Analyzes the similarity and relationship between two strings. It provides multiple ways to measure how close two strings are to being identical, including exact matches, case-insensitive matches, and structural matches (whitespace-normalized).

It implements two widely-used algorithms for string similarity:
- **Damerau-Levenshtein Distance**: Measures the number of single-character edits (insertions, deletions, substitutions, and transpositions of adjacent characters) required to change one string into another.
- **Jaro-Winkler Score**: A measure of similarity between two strings, where 0.0 is completely different and 1.0 is identical. It's particularly effective for short strings like names.

Python usage
------------

.. code-block:: python

   from csvsmith.utils.distance import analyze_pair

   # Compare two strings
   res = analyze_pair("Ames, IA", "Ames IA", ignore_case=True)

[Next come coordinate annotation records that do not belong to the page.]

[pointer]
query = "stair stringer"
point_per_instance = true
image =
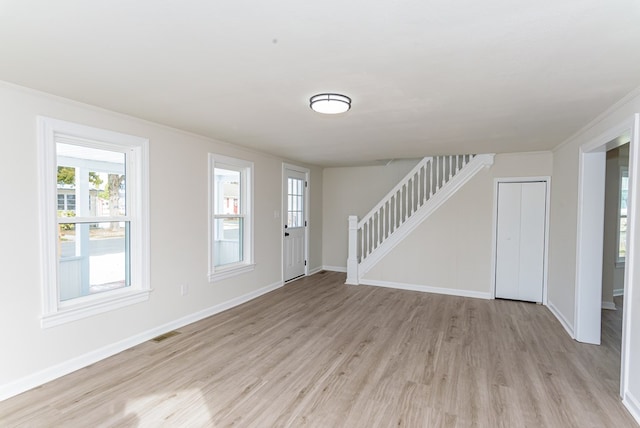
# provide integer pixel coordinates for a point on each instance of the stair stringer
(478, 163)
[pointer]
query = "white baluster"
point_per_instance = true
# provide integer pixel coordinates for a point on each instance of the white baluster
(352, 257)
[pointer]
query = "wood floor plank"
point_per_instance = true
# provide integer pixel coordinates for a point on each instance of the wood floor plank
(318, 353)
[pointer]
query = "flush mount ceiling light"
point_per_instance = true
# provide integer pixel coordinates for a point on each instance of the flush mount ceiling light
(330, 103)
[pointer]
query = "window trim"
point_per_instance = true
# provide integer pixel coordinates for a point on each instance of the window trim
(623, 171)
(246, 171)
(51, 131)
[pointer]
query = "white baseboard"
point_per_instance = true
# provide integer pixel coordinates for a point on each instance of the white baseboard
(315, 270)
(43, 376)
(633, 405)
(342, 269)
(563, 321)
(426, 289)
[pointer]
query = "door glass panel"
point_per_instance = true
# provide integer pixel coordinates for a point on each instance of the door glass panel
(295, 210)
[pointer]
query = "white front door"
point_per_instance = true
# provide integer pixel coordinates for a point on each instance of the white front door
(520, 240)
(295, 222)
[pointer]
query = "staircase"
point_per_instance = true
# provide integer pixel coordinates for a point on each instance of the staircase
(425, 188)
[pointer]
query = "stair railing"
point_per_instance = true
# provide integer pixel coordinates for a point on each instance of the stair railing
(398, 206)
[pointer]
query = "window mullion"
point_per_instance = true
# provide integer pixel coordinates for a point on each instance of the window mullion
(79, 220)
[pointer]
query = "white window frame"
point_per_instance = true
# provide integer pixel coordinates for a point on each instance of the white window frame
(50, 132)
(217, 273)
(623, 171)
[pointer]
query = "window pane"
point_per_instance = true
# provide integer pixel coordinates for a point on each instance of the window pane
(92, 258)
(227, 240)
(227, 191)
(96, 179)
(622, 238)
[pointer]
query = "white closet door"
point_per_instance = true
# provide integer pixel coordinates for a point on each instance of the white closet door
(520, 241)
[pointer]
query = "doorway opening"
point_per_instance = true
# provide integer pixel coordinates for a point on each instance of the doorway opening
(590, 236)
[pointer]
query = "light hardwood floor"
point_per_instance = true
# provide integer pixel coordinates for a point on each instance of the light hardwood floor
(320, 353)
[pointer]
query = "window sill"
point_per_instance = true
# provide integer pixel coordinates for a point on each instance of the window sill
(96, 304)
(230, 271)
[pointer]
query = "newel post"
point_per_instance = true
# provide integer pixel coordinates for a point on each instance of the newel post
(352, 257)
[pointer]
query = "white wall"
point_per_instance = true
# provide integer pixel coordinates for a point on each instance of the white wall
(452, 249)
(353, 191)
(564, 210)
(178, 223)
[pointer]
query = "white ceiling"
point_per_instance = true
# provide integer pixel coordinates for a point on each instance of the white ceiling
(426, 76)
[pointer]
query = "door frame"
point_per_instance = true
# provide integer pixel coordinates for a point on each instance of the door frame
(591, 162)
(494, 241)
(284, 208)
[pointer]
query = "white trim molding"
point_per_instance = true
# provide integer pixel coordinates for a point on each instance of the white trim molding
(51, 132)
(36, 379)
(560, 317)
(426, 289)
(633, 405)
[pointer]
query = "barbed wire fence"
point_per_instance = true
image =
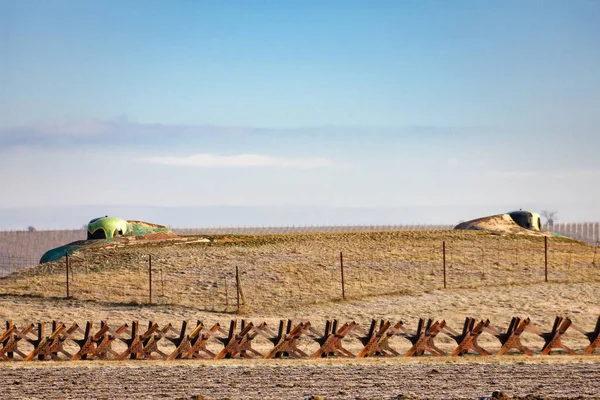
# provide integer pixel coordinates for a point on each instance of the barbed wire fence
(296, 275)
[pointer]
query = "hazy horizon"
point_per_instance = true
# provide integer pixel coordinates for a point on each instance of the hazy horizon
(338, 112)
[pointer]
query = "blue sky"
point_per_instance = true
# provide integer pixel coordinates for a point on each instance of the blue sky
(388, 104)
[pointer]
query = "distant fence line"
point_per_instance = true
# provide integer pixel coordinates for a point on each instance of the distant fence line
(586, 231)
(20, 249)
(304, 229)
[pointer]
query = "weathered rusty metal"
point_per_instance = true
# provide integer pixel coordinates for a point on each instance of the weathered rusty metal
(511, 339)
(423, 338)
(54, 341)
(467, 340)
(331, 340)
(239, 344)
(593, 337)
(553, 338)
(286, 344)
(372, 339)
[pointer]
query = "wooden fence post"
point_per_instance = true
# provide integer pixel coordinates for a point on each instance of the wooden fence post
(342, 271)
(150, 277)
(67, 272)
(237, 286)
(444, 261)
(546, 258)
(226, 294)
(162, 284)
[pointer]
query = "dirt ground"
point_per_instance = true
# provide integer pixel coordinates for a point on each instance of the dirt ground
(389, 275)
(369, 379)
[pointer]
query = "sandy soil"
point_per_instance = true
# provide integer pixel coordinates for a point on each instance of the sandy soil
(389, 275)
(380, 379)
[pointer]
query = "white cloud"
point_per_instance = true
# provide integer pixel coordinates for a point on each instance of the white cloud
(515, 174)
(241, 160)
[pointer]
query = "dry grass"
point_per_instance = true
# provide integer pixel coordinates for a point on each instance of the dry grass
(395, 275)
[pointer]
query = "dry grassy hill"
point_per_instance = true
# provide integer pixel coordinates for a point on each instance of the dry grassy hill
(398, 275)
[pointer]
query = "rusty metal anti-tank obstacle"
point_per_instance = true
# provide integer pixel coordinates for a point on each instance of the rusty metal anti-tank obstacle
(58, 341)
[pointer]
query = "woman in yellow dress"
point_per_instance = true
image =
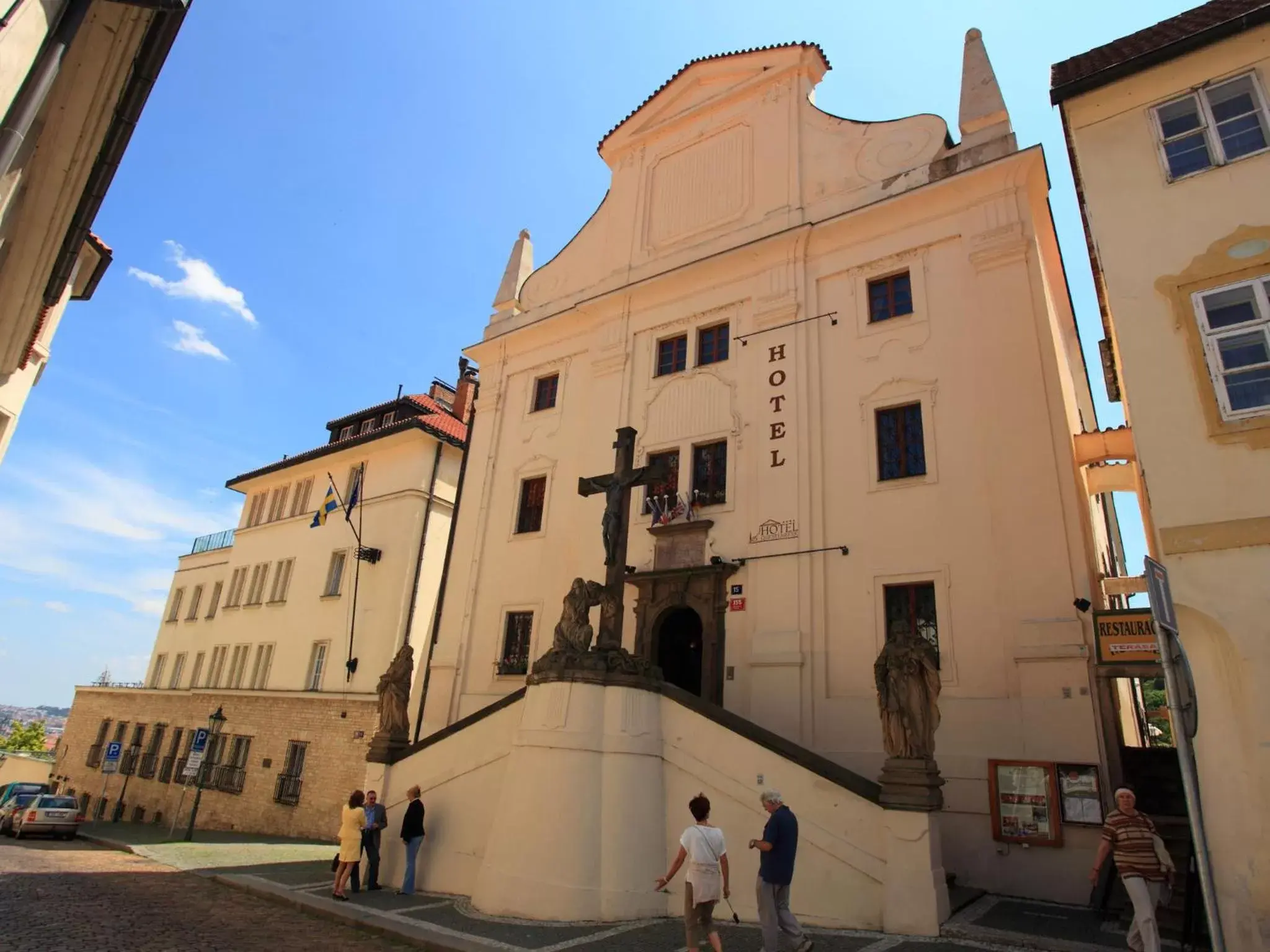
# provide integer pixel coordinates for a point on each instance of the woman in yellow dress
(352, 821)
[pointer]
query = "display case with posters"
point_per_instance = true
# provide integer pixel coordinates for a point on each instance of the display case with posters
(1080, 794)
(1025, 803)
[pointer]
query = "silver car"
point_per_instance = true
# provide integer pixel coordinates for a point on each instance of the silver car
(50, 815)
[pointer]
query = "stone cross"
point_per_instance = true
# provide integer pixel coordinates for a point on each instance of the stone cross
(615, 526)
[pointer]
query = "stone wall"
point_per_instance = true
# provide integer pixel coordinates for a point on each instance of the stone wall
(334, 762)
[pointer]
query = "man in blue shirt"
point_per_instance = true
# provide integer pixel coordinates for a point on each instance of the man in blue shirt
(775, 875)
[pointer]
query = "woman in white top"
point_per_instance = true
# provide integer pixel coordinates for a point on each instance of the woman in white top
(703, 845)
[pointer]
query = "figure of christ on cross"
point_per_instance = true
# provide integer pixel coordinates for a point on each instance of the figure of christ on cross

   print(f"Relation: {res.get_relation_string()}")
   print(f"Similarity: {res.similarity_percentage:.2f}%")
   print(f"Jaro-Winkler: {res.jaro_winkler_score:.4f}")

CLI usage
---------

.. code-block:: bash

   csvsmith string-distance "Apple Inc." "apple inc" --ignore-case

Behavior notes
--------------

- **Classifications**: 
    - ``Identical``: Exact character-for-character match.
    - ``Case-Insensitive Match``: Matches if case is ignored.
    - ``Similar (Trimmed)``: Matches after removing leading/trailing whitespace.
    - ``Synonymous (No Spaces)``: Matches after removing ALL internal whitespace.
    - ``Different``: No structural match found.
- **Similarity Percentage**: A normalized score derived from the Damerau-Levenshtein distance relative to the length of the longer string.